The Future is Here, Today: Some Assembly Required
/With CES, this week, lots of eyes are on .. the near future.. of technology products and cameras. Nikon showed us the D4 last week and may release another pro-level shooter in the coming month. Canon, Sony, are all prepped to display their warez, coming off supply chain issues. Heck, Fuji even surprised with a mirrorless potential game-changer of their own.
As I edited this post, I looked down at my desk and realized... sitting there, was the future of Photography. Sitting near one another on my desk, a Panasonic Micro Four Thirds Mirrorless, A Sony A77 "Transclucent Mirror" DSLR and a Light Field Camera.
If the A77, the Lumix GF3 and Lytro could get a hotel room for the weekend and partake in some late-night-cable inspired, three-way nocturnal activities, I believe their offspring is what we will all be carrying in 5 years. Bow-Chikka- Wow - Wow.
Trey Ratcliff editorialized, last week that DSLRs Are a Dying Breed and man, is he ever right.
The days of the flippy, clunky mirror mechanism must, inevitably be numbered.

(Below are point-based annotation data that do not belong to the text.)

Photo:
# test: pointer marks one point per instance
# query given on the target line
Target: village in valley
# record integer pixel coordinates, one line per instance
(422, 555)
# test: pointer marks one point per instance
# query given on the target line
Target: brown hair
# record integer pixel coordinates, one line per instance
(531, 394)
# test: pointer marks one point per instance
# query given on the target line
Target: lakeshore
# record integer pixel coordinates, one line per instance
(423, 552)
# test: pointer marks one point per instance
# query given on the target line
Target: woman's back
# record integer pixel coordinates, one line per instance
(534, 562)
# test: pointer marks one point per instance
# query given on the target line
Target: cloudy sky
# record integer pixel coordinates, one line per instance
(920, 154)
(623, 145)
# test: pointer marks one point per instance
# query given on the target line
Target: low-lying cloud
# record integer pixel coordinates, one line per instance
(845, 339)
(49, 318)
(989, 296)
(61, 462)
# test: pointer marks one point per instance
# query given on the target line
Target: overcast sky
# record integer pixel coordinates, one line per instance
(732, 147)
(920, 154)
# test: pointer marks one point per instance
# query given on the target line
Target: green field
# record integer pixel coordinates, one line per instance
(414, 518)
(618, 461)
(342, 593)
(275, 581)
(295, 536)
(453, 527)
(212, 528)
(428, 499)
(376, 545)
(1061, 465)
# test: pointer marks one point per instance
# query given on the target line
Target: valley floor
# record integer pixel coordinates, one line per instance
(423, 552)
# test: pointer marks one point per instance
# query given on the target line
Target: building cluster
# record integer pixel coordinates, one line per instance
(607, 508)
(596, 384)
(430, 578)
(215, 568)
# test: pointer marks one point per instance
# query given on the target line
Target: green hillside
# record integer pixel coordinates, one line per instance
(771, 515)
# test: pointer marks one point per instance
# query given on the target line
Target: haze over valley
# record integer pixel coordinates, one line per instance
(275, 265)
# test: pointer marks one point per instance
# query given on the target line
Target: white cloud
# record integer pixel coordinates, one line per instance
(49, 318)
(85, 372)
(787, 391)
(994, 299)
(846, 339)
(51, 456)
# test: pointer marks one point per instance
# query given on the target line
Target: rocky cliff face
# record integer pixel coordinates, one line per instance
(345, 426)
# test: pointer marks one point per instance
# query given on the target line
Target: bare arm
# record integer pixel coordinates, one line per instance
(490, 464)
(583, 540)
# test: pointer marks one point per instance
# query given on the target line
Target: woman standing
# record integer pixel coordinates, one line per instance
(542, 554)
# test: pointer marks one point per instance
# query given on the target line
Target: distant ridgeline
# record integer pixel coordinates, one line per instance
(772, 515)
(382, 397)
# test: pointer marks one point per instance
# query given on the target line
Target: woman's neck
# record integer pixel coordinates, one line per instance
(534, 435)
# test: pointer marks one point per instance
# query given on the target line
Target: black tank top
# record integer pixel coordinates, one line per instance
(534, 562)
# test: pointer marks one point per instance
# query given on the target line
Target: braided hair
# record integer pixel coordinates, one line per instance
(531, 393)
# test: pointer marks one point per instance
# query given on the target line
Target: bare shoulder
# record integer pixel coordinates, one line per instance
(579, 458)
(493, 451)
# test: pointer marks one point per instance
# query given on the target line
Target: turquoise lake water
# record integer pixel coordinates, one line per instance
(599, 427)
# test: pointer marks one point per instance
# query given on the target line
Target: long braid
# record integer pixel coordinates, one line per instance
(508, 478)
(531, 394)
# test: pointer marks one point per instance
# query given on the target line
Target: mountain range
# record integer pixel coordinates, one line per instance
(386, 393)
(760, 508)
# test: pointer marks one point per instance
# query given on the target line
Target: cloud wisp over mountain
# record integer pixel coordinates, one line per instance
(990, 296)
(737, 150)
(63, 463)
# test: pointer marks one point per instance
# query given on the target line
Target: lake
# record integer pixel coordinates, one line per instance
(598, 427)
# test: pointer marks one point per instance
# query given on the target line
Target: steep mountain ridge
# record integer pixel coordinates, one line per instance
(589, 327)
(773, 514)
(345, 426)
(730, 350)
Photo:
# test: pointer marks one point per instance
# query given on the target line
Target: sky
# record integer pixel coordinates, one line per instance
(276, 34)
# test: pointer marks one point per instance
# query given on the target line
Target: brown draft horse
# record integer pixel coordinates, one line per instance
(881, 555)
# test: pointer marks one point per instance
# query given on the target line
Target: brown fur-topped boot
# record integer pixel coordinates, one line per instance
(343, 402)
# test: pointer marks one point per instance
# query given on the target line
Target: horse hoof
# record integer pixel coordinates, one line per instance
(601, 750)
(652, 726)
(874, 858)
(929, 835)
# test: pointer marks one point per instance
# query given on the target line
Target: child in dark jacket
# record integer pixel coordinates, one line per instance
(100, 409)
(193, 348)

I agree with assessments that mirror-less is the future but I take this whole notion to the next level. I think sensor technology can only improve in light sensitivity and resolution for so long. Something new must come and maybe Light Field Imaging will be that "new thing."
I imagine a franken-device, with the sexy-sleek design of a Lytro but with interchangable lenses, mirrorless like a GF3 or V1/j1 or NEX, a very-high-resolution and light-sensitive light field sensor with a sleek OLED display like the A77. RAW files will be more like Lytro's Living Pictures concept but your camera will post-auto-focus on what it imagines you wanted to focus on. You can still change them, in-camera or in post. It will generate normal images across varying apertures using the light field concept as a step in post processing.
Oh yes, I've been to the mountain and seen the future and it is a groovy-one lacking of mirror-flippy assemblies and clunking sounds.
The real question in my mind is what technology company will be the true innovator to usher in the next-big-thing in photography? I'm wondering if the likes of my favorite camera companies are too close to the fire to see the smoke.
Possibly, a young... up-and-coming start-up will rise to the challenge to remake photography. It has to start somewhere and that somewhere... isn't in a professonal DSLR. yet.
Or.. maybe we'll just all go back to Polaroid. What do I know?